Humanitarian initiative provides affordable prosthetics through 3D printing technology
AMMAN — Muhammad Nasser Kennan wanted to be a football coach after finishing school, but in the summer of his 10th grade, his dreams were put on hold.
Kennan was under the legal working age of 18 when he was hired as a temporary worker in a plastic factory in Zarqa and, within his first week of employment, the factory had an electric malfunction which led the machine he was assigned to clean to switch on, leaving his left arm stuck between rotating blades, causing amputation.
Muhammad Nasser Kennan shows the prosthetic hand supplied to him by Mand.ro, a Korean startup company with a humanitarian initiative (Photos by Mina Mohit)
“I was rushed to the local government hospital and because I didn’t have any social security, my dad had to come and pay everything.

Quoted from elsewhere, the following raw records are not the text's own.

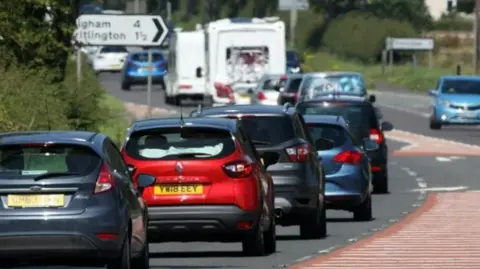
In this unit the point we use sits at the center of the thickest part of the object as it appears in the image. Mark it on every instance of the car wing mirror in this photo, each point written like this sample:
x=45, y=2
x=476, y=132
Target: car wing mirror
x=387, y=126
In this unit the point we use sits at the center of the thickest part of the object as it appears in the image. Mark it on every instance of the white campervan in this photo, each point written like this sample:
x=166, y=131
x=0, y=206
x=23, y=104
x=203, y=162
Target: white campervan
x=186, y=60
x=239, y=52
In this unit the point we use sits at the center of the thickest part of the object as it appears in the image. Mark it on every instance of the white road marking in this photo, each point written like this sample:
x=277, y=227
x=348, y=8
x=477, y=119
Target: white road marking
x=441, y=189
x=443, y=159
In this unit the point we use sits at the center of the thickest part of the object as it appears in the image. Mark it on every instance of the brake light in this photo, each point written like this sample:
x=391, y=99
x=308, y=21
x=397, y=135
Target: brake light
x=299, y=153
x=261, y=96
x=224, y=91
x=348, y=157
x=238, y=169
x=105, y=181
x=376, y=136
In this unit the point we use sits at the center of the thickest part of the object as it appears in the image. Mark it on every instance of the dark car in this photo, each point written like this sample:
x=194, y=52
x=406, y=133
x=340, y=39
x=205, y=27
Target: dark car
x=280, y=134
x=136, y=69
x=294, y=62
x=364, y=122
x=291, y=87
x=210, y=183
x=68, y=196
x=346, y=165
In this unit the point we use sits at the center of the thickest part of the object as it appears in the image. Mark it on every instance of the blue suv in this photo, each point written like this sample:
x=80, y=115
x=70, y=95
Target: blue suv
x=456, y=100
x=136, y=69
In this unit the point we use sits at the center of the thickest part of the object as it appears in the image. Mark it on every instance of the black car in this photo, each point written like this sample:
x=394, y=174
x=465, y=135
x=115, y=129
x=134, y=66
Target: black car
x=280, y=134
x=364, y=122
x=68, y=197
x=290, y=89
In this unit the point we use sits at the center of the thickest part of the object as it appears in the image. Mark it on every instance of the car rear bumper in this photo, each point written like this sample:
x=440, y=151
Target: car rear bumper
x=72, y=236
x=200, y=223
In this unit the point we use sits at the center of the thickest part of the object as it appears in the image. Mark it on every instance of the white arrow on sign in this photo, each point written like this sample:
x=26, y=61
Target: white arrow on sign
x=120, y=30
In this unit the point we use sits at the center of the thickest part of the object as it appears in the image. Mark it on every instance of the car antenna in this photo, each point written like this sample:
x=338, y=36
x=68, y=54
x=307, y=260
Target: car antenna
x=48, y=117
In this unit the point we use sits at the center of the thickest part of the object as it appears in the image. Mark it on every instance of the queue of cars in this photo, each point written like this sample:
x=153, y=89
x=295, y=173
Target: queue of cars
x=226, y=174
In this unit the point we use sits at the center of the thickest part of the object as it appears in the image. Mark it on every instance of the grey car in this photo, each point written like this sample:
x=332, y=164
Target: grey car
x=67, y=197
x=279, y=133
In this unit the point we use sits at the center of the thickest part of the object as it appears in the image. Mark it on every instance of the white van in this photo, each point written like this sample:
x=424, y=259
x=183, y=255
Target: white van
x=239, y=52
x=186, y=60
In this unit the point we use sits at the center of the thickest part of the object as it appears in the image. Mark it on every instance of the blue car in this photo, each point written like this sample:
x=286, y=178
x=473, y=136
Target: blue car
x=136, y=69
x=294, y=62
x=456, y=100
x=347, y=169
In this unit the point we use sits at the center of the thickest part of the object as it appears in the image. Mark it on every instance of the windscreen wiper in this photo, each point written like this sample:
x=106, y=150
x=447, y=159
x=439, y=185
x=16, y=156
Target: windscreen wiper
x=55, y=174
x=259, y=142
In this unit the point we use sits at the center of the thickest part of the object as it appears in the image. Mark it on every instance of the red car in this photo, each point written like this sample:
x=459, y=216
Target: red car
x=210, y=185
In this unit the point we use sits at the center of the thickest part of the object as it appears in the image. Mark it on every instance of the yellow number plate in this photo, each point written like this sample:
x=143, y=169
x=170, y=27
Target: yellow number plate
x=51, y=200
x=176, y=189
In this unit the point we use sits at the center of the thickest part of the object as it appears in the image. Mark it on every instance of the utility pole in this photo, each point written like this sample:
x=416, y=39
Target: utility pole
x=476, y=28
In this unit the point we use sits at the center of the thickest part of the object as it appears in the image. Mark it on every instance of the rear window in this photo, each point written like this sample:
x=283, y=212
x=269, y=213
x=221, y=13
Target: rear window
x=335, y=134
x=360, y=115
x=114, y=49
x=33, y=160
x=143, y=57
x=294, y=84
x=180, y=143
x=269, y=130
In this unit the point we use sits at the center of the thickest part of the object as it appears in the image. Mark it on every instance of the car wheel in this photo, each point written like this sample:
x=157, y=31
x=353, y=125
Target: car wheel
x=124, y=260
x=125, y=86
x=270, y=236
x=381, y=184
x=434, y=125
x=254, y=244
x=364, y=211
x=143, y=261
x=313, y=226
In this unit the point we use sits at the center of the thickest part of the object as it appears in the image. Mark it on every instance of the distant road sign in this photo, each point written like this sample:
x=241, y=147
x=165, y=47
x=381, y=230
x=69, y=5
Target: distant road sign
x=285, y=5
x=120, y=30
x=409, y=43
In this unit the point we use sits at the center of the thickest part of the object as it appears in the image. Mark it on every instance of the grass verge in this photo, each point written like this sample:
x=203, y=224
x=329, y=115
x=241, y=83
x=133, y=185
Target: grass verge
x=419, y=79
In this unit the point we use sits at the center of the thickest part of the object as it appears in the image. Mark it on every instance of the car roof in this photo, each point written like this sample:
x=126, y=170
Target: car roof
x=337, y=98
x=327, y=119
x=246, y=109
x=229, y=125
x=333, y=73
x=461, y=77
x=89, y=139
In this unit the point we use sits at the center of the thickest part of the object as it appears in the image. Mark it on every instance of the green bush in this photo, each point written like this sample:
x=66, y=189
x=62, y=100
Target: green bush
x=361, y=36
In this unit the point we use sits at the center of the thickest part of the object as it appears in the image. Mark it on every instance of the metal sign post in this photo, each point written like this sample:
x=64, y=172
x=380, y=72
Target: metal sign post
x=123, y=30
x=412, y=44
x=293, y=6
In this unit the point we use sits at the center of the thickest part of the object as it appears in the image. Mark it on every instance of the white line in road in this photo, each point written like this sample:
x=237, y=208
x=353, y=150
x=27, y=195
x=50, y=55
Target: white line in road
x=441, y=189
x=443, y=159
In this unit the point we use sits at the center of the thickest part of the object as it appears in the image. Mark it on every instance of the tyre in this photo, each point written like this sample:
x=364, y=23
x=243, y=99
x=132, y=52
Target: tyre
x=381, y=184
x=314, y=225
x=142, y=261
x=270, y=237
x=254, y=243
x=364, y=211
x=125, y=86
x=123, y=261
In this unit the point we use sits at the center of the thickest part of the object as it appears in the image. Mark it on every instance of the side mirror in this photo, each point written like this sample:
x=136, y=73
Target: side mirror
x=269, y=158
x=144, y=180
x=387, y=126
x=370, y=145
x=198, y=72
x=324, y=144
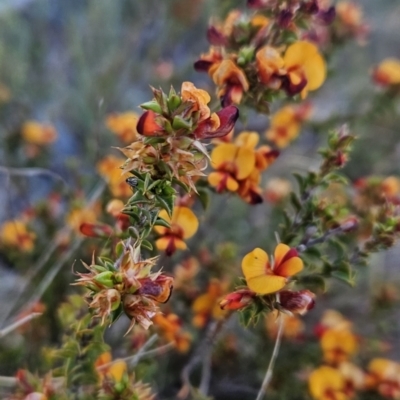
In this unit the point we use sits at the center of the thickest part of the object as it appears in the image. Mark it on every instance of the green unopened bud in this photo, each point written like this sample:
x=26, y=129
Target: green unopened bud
x=105, y=279
x=180, y=123
x=246, y=55
x=149, y=160
x=168, y=127
x=184, y=142
x=174, y=102
x=99, y=268
x=152, y=105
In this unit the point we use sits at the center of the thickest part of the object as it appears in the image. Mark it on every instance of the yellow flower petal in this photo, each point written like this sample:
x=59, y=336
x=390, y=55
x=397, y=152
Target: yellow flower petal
x=222, y=181
x=163, y=243
x=266, y=284
x=247, y=139
x=223, y=153
x=305, y=55
x=325, y=379
x=280, y=252
x=290, y=267
x=245, y=162
x=255, y=264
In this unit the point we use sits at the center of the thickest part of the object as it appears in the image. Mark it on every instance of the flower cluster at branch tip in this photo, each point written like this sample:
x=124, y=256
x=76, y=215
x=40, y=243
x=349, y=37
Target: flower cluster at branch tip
x=253, y=59
x=130, y=287
x=117, y=382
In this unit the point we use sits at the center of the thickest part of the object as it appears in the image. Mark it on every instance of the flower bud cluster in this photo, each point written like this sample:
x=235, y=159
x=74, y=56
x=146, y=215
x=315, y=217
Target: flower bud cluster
x=132, y=288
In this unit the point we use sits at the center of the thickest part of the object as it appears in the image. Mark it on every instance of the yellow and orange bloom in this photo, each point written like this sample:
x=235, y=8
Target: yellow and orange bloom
x=231, y=80
x=184, y=225
x=207, y=305
x=338, y=345
x=34, y=132
x=110, y=169
x=264, y=276
x=277, y=189
x=15, y=233
x=387, y=73
x=123, y=125
x=286, y=123
x=305, y=68
x=327, y=383
x=107, y=369
x=171, y=329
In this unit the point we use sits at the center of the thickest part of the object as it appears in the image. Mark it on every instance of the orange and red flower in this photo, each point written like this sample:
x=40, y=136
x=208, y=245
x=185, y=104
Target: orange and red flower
x=264, y=276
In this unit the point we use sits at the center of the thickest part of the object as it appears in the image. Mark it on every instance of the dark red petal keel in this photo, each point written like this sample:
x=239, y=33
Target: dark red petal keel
x=147, y=125
x=202, y=65
x=227, y=117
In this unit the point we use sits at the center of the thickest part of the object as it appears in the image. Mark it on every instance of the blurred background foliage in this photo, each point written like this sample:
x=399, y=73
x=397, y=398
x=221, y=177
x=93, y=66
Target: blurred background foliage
x=71, y=63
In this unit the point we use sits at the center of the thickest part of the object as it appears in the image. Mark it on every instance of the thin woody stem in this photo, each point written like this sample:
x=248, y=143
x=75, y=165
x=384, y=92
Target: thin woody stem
x=268, y=375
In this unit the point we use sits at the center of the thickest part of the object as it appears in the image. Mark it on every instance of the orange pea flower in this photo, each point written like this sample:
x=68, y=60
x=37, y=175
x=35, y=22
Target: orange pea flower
x=110, y=169
x=265, y=277
x=40, y=134
x=123, y=125
x=15, y=233
x=387, y=72
x=198, y=97
x=184, y=224
x=237, y=300
x=327, y=383
x=232, y=82
x=338, y=345
x=306, y=68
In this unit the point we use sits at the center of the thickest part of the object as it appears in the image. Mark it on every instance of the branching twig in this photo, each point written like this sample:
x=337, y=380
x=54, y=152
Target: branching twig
x=312, y=242
x=268, y=375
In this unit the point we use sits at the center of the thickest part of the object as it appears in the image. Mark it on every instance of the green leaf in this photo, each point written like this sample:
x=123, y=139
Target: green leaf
x=147, y=245
x=204, y=197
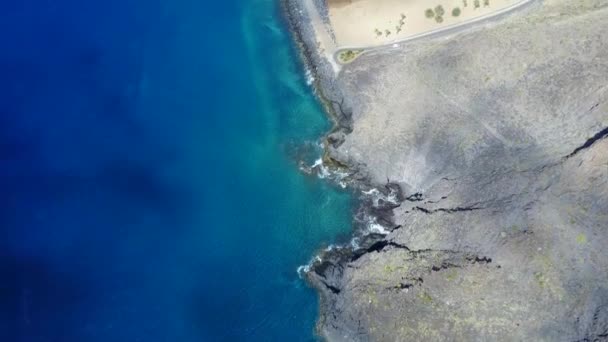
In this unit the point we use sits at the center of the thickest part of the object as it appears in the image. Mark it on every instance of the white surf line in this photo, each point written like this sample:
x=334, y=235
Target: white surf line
x=443, y=30
x=327, y=43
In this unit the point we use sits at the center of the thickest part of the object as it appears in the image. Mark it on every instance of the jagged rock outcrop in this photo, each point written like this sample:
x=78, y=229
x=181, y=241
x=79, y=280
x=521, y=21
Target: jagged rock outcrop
x=498, y=139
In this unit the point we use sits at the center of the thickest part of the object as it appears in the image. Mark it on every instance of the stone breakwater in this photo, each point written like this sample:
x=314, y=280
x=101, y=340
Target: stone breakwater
x=374, y=216
x=484, y=158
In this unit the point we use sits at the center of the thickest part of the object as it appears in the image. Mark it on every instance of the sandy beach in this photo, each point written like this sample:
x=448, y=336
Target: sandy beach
x=372, y=22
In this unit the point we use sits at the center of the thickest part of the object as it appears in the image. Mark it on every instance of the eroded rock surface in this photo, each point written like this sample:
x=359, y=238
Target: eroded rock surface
x=498, y=138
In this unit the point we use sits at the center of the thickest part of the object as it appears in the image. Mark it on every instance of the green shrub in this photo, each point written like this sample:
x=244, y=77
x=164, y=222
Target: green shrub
x=439, y=11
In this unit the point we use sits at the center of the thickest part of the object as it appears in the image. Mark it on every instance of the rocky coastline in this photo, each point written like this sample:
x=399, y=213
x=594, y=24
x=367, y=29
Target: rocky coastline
x=490, y=226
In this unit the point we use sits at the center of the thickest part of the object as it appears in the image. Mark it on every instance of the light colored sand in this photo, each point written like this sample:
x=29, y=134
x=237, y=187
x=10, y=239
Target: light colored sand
x=378, y=22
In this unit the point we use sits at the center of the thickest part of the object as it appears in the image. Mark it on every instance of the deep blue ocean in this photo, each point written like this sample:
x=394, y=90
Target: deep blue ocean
x=149, y=182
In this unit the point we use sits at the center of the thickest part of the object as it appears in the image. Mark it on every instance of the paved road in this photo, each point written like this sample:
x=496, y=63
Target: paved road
x=438, y=32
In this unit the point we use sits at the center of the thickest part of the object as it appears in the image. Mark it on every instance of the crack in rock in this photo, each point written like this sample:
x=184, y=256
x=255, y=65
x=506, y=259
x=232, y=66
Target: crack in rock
x=597, y=137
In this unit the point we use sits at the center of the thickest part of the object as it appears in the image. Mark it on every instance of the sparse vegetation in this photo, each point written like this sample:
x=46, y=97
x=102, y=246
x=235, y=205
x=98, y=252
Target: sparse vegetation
x=348, y=55
x=439, y=11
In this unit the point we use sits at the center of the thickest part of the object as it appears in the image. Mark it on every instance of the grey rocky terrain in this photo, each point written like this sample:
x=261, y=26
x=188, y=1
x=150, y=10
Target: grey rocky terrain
x=497, y=137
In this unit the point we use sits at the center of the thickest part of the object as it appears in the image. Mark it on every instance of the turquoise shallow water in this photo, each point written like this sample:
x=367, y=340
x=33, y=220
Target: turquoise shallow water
x=148, y=161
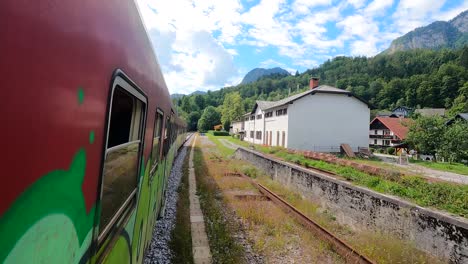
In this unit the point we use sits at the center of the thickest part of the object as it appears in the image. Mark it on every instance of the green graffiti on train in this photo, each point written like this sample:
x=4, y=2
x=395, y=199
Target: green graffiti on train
x=48, y=217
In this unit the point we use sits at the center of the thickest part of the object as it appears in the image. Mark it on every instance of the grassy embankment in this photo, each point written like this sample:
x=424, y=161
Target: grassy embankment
x=273, y=235
x=271, y=232
x=181, y=238
x=220, y=232
x=444, y=166
x=450, y=197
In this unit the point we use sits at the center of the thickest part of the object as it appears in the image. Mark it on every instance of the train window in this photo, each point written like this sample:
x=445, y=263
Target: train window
x=166, y=135
x=157, y=138
x=122, y=155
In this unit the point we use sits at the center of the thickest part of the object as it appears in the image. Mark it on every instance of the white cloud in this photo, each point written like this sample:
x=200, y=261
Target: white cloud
x=378, y=7
x=305, y=6
x=196, y=41
x=270, y=63
x=449, y=14
x=190, y=57
x=357, y=3
x=411, y=14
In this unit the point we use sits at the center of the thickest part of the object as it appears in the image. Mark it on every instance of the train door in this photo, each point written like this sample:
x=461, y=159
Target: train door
x=122, y=158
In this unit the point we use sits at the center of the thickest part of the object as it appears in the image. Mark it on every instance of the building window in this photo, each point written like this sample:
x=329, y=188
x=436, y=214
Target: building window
x=259, y=135
x=122, y=155
x=281, y=112
x=283, y=143
x=277, y=138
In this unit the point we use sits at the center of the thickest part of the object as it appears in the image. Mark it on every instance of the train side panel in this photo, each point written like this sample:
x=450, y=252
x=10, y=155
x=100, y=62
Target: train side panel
x=59, y=62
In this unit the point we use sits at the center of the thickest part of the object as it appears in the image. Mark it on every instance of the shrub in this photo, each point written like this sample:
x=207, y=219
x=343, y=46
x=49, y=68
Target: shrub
x=220, y=133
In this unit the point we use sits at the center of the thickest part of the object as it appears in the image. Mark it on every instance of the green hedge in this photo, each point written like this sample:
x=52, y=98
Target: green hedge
x=220, y=133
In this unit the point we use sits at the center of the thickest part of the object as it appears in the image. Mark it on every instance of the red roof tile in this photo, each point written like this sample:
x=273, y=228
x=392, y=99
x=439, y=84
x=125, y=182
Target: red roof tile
x=399, y=126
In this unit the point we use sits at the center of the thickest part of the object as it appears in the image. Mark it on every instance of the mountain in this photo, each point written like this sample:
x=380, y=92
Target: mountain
x=178, y=96
x=437, y=35
x=198, y=92
x=257, y=73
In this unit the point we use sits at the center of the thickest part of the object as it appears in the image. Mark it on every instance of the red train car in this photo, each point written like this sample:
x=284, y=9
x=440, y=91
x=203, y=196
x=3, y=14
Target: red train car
x=89, y=132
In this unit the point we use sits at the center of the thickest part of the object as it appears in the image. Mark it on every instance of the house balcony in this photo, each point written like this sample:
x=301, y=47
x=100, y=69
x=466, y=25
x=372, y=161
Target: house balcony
x=392, y=137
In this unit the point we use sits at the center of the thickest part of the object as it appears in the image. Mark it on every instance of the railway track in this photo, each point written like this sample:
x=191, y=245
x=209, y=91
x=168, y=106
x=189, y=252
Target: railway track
x=339, y=246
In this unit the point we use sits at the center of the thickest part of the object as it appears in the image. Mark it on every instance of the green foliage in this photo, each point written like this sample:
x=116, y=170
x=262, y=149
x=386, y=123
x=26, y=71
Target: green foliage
x=454, y=145
x=426, y=134
x=220, y=231
x=181, y=238
x=192, y=120
x=209, y=119
x=232, y=108
x=450, y=197
x=220, y=133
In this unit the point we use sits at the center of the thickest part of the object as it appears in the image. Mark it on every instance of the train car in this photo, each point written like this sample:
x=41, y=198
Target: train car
x=89, y=132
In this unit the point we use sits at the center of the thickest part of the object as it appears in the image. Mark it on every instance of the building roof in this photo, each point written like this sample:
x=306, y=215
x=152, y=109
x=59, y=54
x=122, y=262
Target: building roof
x=431, y=111
x=463, y=116
x=460, y=116
x=399, y=126
x=266, y=105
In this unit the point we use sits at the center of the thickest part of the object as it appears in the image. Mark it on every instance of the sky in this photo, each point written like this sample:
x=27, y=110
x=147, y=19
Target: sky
x=210, y=44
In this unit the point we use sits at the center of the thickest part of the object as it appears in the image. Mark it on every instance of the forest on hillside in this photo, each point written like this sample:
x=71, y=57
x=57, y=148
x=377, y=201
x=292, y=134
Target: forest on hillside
x=415, y=78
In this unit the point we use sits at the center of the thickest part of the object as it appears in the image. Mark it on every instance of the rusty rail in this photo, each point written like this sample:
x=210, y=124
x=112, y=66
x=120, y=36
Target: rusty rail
x=338, y=245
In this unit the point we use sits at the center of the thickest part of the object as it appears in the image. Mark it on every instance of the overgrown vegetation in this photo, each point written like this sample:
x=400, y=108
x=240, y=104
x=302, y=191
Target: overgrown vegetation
x=223, y=247
x=225, y=151
x=382, y=248
x=451, y=167
x=220, y=133
x=431, y=135
x=181, y=236
x=452, y=198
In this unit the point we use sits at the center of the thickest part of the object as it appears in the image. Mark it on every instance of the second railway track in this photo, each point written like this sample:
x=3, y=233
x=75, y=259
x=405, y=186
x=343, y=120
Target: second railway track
x=339, y=246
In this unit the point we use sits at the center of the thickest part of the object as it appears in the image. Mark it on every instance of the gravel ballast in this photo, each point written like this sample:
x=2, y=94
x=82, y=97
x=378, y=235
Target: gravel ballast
x=159, y=251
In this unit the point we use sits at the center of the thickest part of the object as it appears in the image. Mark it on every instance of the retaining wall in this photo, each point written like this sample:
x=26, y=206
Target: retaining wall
x=432, y=231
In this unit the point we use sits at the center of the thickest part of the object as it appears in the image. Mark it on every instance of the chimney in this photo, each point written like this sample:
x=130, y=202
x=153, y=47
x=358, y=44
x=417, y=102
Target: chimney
x=314, y=81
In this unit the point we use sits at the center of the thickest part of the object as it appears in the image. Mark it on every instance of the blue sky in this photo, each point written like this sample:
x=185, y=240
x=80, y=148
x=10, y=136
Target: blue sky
x=209, y=44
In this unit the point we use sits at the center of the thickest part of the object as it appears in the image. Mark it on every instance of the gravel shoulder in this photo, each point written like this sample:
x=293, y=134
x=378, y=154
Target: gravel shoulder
x=159, y=250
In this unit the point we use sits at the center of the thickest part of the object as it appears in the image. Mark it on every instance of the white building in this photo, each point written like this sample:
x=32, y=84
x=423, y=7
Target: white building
x=237, y=127
x=320, y=119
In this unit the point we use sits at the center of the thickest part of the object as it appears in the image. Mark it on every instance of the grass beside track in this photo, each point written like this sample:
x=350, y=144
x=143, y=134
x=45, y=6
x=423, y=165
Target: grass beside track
x=382, y=248
x=450, y=197
x=444, y=166
x=181, y=238
x=223, y=247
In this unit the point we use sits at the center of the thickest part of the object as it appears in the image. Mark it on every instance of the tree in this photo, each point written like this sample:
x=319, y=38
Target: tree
x=209, y=119
x=192, y=121
x=199, y=101
x=232, y=108
x=454, y=145
x=426, y=133
x=226, y=125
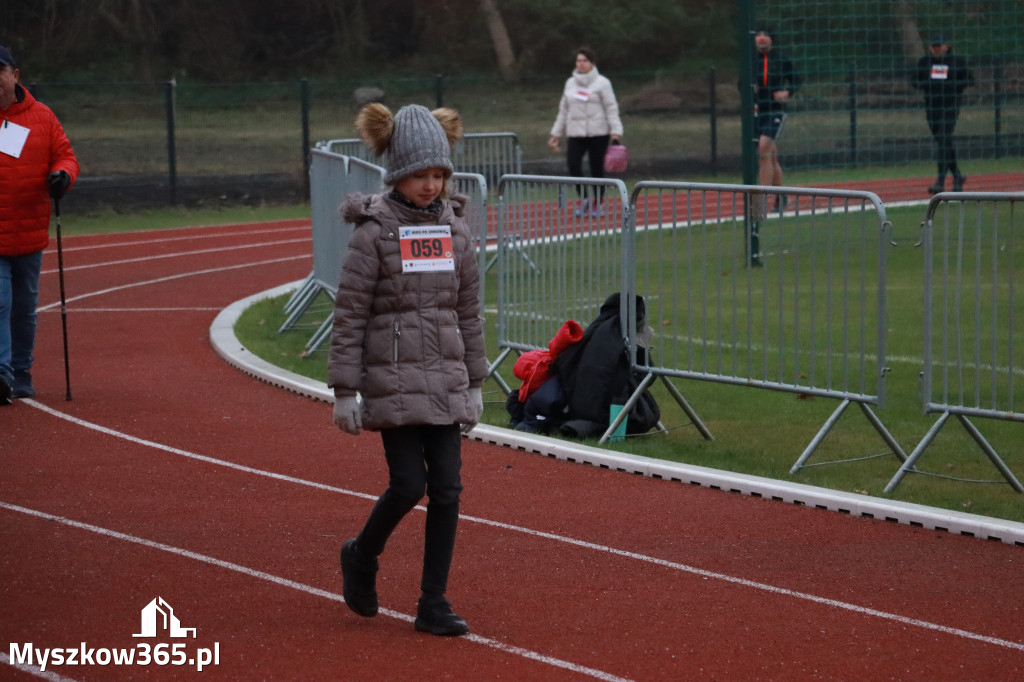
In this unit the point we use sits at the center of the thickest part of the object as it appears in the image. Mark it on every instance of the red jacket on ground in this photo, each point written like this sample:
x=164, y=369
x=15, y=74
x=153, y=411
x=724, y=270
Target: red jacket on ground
x=25, y=199
x=534, y=367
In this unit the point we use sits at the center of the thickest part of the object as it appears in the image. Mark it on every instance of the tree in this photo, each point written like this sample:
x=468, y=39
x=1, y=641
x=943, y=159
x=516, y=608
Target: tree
x=507, y=67
x=906, y=26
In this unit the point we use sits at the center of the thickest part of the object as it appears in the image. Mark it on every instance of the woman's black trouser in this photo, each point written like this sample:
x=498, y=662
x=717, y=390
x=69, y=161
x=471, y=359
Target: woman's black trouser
x=942, y=122
x=594, y=148
x=420, y=459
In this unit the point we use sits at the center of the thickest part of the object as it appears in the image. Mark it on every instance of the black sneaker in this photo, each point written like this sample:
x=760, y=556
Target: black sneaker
x=22, y=385
x=358, y=581
x=781, y=201
x=437, y=617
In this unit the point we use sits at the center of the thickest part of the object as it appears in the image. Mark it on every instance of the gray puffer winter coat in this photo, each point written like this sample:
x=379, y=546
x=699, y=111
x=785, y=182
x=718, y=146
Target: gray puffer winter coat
x=412, y=344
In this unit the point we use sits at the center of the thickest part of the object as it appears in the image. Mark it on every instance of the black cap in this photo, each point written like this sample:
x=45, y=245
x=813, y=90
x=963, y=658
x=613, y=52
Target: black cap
x=6, y=57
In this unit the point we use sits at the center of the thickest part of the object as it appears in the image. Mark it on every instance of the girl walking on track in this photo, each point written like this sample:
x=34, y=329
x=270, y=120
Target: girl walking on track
x=408, y=339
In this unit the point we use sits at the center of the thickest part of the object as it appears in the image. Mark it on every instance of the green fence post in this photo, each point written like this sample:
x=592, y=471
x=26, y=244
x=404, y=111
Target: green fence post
x=304, y=99
x=750, y=146
x=172, y=166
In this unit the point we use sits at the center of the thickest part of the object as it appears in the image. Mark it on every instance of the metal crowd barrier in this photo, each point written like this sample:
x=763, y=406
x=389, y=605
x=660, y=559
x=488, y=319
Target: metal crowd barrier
x=489, y=155
x=973, y=303
x=558, y=258
x=332, y=177
x=801, y=308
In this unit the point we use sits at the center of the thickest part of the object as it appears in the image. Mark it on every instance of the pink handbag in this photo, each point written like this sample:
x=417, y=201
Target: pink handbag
x=616, y=159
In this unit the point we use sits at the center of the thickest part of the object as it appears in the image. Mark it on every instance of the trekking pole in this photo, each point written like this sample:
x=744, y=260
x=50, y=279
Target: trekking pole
x=64, y=302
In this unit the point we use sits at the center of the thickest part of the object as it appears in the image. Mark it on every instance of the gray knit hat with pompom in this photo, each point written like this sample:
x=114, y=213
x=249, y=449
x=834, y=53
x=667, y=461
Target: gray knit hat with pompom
x=413, y=139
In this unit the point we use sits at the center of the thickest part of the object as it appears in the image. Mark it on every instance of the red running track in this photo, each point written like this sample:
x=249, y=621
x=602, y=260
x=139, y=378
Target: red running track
x=171, y=474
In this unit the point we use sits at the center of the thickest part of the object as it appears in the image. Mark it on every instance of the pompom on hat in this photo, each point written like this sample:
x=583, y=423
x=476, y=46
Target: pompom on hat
x=414, y=139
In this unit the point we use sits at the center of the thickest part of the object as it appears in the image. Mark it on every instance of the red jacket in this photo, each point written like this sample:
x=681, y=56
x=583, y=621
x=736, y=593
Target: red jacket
x=534, y=367
x=25, y=199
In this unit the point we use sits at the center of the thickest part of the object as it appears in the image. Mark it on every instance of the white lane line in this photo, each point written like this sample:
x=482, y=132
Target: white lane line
x=35, y=670
x=167, y=309
x=862, y=610
x=190, y=238
x=316, y=592
x=179, y=254
x=171, y=278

The factory didn’t claim any responsibility for my injury,” said 21-year-old Kennan.
Kennan is one of the thousands living in Jordan with an amputated limb, some as a result of regional wars, others due to work or road accidents.
Three years after the accident, he was able to receive a customised 3D-printed prosthetic arm completely free of charge through the Korean startup Mand.ro in collaboration with the Korean International Cooperation Agency (KOICA) and SwissLimbs, a Lugano-based non-profit organisation specialised in physical rehabilitation.
“Muhammad was the first on our waiting list in Al Bashir Hospital and the first to receive this new technology. He has come a long way since: until recently, he wasn’t able to talk easily and suffered from major depression. We are happy to see him improve both physically and emotionally,” said Suzan Ibrawesh, the regional representative of SwissLimbs.
Since February 2017, Mand.ro has donated 40 prosthetic limbs to Syrian refugees and Jordanians with below-elbow amputation, according to the startup CEO Sangho Yi.
“We not only create the prosthetic arm specifically designed for the patient, but we also provide training on how to use it and conduct regular maintenance and software check-ups,” she told The Jordan Times at a press conference.
The startup representative said they aim to facilitate physical mobility for amputees without the huge costs usually associated with it.
“Prosthetic hands like the Bebionic, the iLimb, or the Michelangelo [internationally renowned models of prosthetic limbs] are selling between $25,000 and $100,00 and we are able to design and 3D print something similar costing us only $455,” Yi explained.
The CEO said that the 3D scanning and printing technology is not only preferred for its affordability but also because it is fast.
“Only using a laptop and a 3D-printer, we can have a fully functioning prosthetic hand in two to three hours,” said Yi.
Once patients are fitted with their new limbs, KOICA and SwissLimbs help in assisting unemployed patients back into the workforce. “99 per cent of our beneficiaries don’t have work,” Ibrawesh said.
Despite having a prosthetic and fully functional hand for the past six months, Kennan has not been successful in securing employment appropriate to his condition.
“I don’t want to work in a factory anymore, I hope no one sends their underage child to work in a factory. I wanted to work in a company, doing administrative tasks or anything, but nobody hired me. I hope things change once I get my Tawjihi,” said Kennan, who was forced to put his education on hold after his accident four years ago.